Officers outside Bow Street Station in the 1960s
Former officer Simon Hibberd, Bow Street 1981-1992, said, “If you were the station officer, you ran the front office, you ran every prisoner that came in. You were just running – you just got run ragged.”
Visitors will also be invited to spend time in ‘the tank’, the large cell that was often occupied those arrested for drunken behaviour in public.
People arrested by officers at Bow Street were held overnight and tried at the Magistrates’ Court next door. The Court held a unique status that enabled it to deal with extradition proceedings, terrorist offences and cases related to the Official Secrets Act. This brought a string of notable cases to Bow Street, including IRA terrorist cases and the extradition cases against the former dictator of Chile, General Augusto Pinochet. The Museum will share the tales of many of those who found themselves up before Bow Street’s judges, including the Kray Twins, Dr Crippen, Oscar Wilde and suffragettes Sylvia and Christabel Pankhurst and Mrs Drummond.

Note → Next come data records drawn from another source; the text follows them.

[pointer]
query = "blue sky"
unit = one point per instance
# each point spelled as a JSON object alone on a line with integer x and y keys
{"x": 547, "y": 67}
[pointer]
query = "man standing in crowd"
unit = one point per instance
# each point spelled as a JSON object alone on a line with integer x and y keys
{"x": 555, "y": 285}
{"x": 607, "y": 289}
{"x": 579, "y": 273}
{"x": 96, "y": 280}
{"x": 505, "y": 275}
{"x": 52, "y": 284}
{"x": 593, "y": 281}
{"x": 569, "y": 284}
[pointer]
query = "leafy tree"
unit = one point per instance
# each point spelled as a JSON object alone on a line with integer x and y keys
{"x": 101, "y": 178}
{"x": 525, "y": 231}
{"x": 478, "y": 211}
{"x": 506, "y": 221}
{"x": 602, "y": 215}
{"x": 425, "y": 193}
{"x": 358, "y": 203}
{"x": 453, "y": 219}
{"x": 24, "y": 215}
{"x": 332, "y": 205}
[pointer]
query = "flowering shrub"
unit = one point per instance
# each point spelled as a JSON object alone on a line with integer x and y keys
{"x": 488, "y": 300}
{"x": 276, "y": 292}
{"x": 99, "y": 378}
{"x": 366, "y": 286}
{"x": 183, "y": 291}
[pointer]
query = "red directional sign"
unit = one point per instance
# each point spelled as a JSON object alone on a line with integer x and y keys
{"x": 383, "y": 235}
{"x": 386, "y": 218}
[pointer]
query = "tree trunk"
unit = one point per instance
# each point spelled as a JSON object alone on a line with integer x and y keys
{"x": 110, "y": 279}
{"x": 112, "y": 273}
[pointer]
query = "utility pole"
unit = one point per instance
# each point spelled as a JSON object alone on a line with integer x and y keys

Tim Workman, last serving Chief Magistrate at Bow Street, said, “It was the enormous variety that made Bow Street Court so interesting. From drunks in Covent Garden to mass murderers wanted by their home country appearing before you in court, you never knew what to expect.”
The Museum will also trace the life and times of Covent Garden, exploring how the market, theatreland, shops, bars, restaurants intertwined with Bow Street. Officers devoted much of their time to working closely with the hundreds of traders that filled Covent Garden’s fruit, vegetable and flower market, and sharing a cup of tea if they were in luck with locals.
Jen Kavanagh, Curator, said, “We hope that when visitors walk through the doors of the Museum they will have a real sense of the history of Bow Street and the people who have passed through those doors before them. We have worked especially closely with officers who served at Bow Street and, as a result, the Museum is rich with recollections of life at a unique place in a special part of town.”
Vicki Pipe, Museum Manager, said: “We aim to create a vibrant Museum, which will be an ever-changing and welcoming place for discussions and debates about the history of policing. We cannot wait to welcome our first visitors.”
In March this year West Midlands Police secured £1m in funding for a museum in Birmingham, due to open towards the end of 2021.